Steps to make cherry ice porridge

I believe everyone has heard about the steps for making cherry ice porridge. Let’s review the knowledge about this porridge.

Cherry Ice Porridge

Ingredients for Cherry Ice Porridge

Cherry, glutinous rice, rice

How to make cherry ice porridge

1. First cook the white porridge (the ratio of rice to glutinous rice is 5:1, adding glutinous rice is to make the porridge more fragrant and thicker), let it cool down and put it in the refrigerator for about 2 hours.

2. Remove the pits from the cherries and cut them into small dices (if you are lazy, you don’t need to cut or remove the pits, but be careful not to break your teeth while drinking).

3. Dissolve 2 tablespoons of sugar in as little water as possible into thick sugar water, pour it into the cold porridge, and then add the chopped cherries.

Nutritional analysis of cherry ice porridge

1 Cherry belongs to the genus Ceraras in the Rosaceae family and is a temperate deciduous fruit tree. Cherry matures early and is known as the first fruit of early spring. There are four types of cherries cultivated as fruit trees in my country: Chinese cherry, sweet cherry, sour cherry and hairy cherry. Cherry is red like agate, as big as a bullet, as small as a pearl, watery and shiny, and very tempting.

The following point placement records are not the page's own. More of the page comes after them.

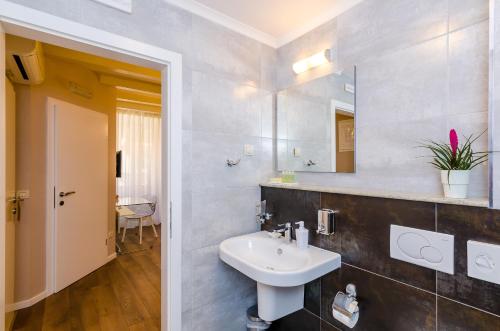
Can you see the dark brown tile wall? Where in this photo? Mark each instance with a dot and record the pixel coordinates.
(393, 295)
(384, 304)
(363, 223)
(468, 223)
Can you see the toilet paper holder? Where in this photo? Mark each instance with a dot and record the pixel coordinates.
(326, 221)
(345, 306)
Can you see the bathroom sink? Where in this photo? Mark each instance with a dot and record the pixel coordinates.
(279, 268)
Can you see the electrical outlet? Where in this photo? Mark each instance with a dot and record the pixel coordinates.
(483, 261)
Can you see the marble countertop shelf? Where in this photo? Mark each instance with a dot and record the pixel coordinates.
(474, 202)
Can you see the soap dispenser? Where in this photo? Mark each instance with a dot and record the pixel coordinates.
(302, 236)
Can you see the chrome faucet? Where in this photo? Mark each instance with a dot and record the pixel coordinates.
(286, 229)
(262, 215)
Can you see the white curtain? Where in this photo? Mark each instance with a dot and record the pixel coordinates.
(139, 139)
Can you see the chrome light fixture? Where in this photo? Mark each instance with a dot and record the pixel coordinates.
(313, 61)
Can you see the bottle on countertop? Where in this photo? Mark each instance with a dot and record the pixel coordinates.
(302, 236)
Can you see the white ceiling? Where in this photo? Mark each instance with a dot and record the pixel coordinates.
(274, 22)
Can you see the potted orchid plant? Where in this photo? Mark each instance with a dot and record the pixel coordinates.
(455, 163)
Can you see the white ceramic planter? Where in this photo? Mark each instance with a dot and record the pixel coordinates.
(455, 183)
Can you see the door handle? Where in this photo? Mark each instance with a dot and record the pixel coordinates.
(16, 208)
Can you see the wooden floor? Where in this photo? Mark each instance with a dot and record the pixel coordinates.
(122, 295)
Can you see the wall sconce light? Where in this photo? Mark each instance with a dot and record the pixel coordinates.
(313, 61)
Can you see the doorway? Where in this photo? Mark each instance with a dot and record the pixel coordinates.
(26, 22)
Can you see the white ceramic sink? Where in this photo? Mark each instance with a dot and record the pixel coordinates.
(279, 268)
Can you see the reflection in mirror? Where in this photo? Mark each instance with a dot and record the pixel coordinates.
(316, 125)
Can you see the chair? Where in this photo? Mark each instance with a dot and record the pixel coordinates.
(141, 217)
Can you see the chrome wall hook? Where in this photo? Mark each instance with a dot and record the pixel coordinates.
(232, 163)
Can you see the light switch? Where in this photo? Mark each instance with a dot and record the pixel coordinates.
(483, 261)
(23, 194)
(428, 249)
(249, 150)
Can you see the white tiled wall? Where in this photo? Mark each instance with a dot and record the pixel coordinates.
(422, 69)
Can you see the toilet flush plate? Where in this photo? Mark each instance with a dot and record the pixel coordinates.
(428, 249)
(483, 261)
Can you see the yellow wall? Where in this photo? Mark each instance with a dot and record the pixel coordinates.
(31, 162)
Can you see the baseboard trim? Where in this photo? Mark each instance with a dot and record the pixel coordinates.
(26, 303)
(111, 257)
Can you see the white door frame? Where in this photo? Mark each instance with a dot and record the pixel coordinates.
(30, 23)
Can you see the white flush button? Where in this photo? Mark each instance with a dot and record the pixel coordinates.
(249, 150)
(411, 244)
(483, 261)
(431, 254)
(428, 249)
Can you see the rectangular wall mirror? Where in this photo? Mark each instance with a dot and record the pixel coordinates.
(316, 126)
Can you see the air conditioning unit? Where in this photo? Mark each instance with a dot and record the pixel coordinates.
(24, 60)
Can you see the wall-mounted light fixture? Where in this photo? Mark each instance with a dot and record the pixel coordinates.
(313, 61)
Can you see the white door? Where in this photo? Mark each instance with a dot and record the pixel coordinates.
(81, 191)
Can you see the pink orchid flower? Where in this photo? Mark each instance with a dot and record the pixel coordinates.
(453, 142)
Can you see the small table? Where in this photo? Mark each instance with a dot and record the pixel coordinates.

2 Cherries are not only colorful, but also delicious and nutritious. They contain carbohydrates, proteins, calcium, phosphorus, iron and multiple vitamins. In particular, the iron content is as high as 6 to 8 mg per 100 grams, which is 20 to 30 times higher than apples, oranges and pears. The vitamin A content is 4 to 5 times higher than apples, oranges and grapes. Therefore, eating cherries can promote hemoglobin regeneration and prevent cancer.

3 Cherries also have medicinal value. Their roots, branches, leaves, cores, and fresh fruits can all be used as medicine to treat a variety of diseases. In particular, they can promote the regeneration of hemoglobin, which is beneficial to patients with anemia. Li Shizhen, a pharmacist in the Ming Dynasty, recorded in "Compendium of Materia Medica" that cherries have multiple medicinal effects such as invigorating qi, removing rheumatism, clearing rashes, and detoxifying. (Cherries are hot in nature, so they should not be eaten by people with fever and cough. Cherry kernels contain cyanogenic glycosides, which hydrolyze to produce hydrogen cyanide. Ingestion may cause poisoning symptoms.)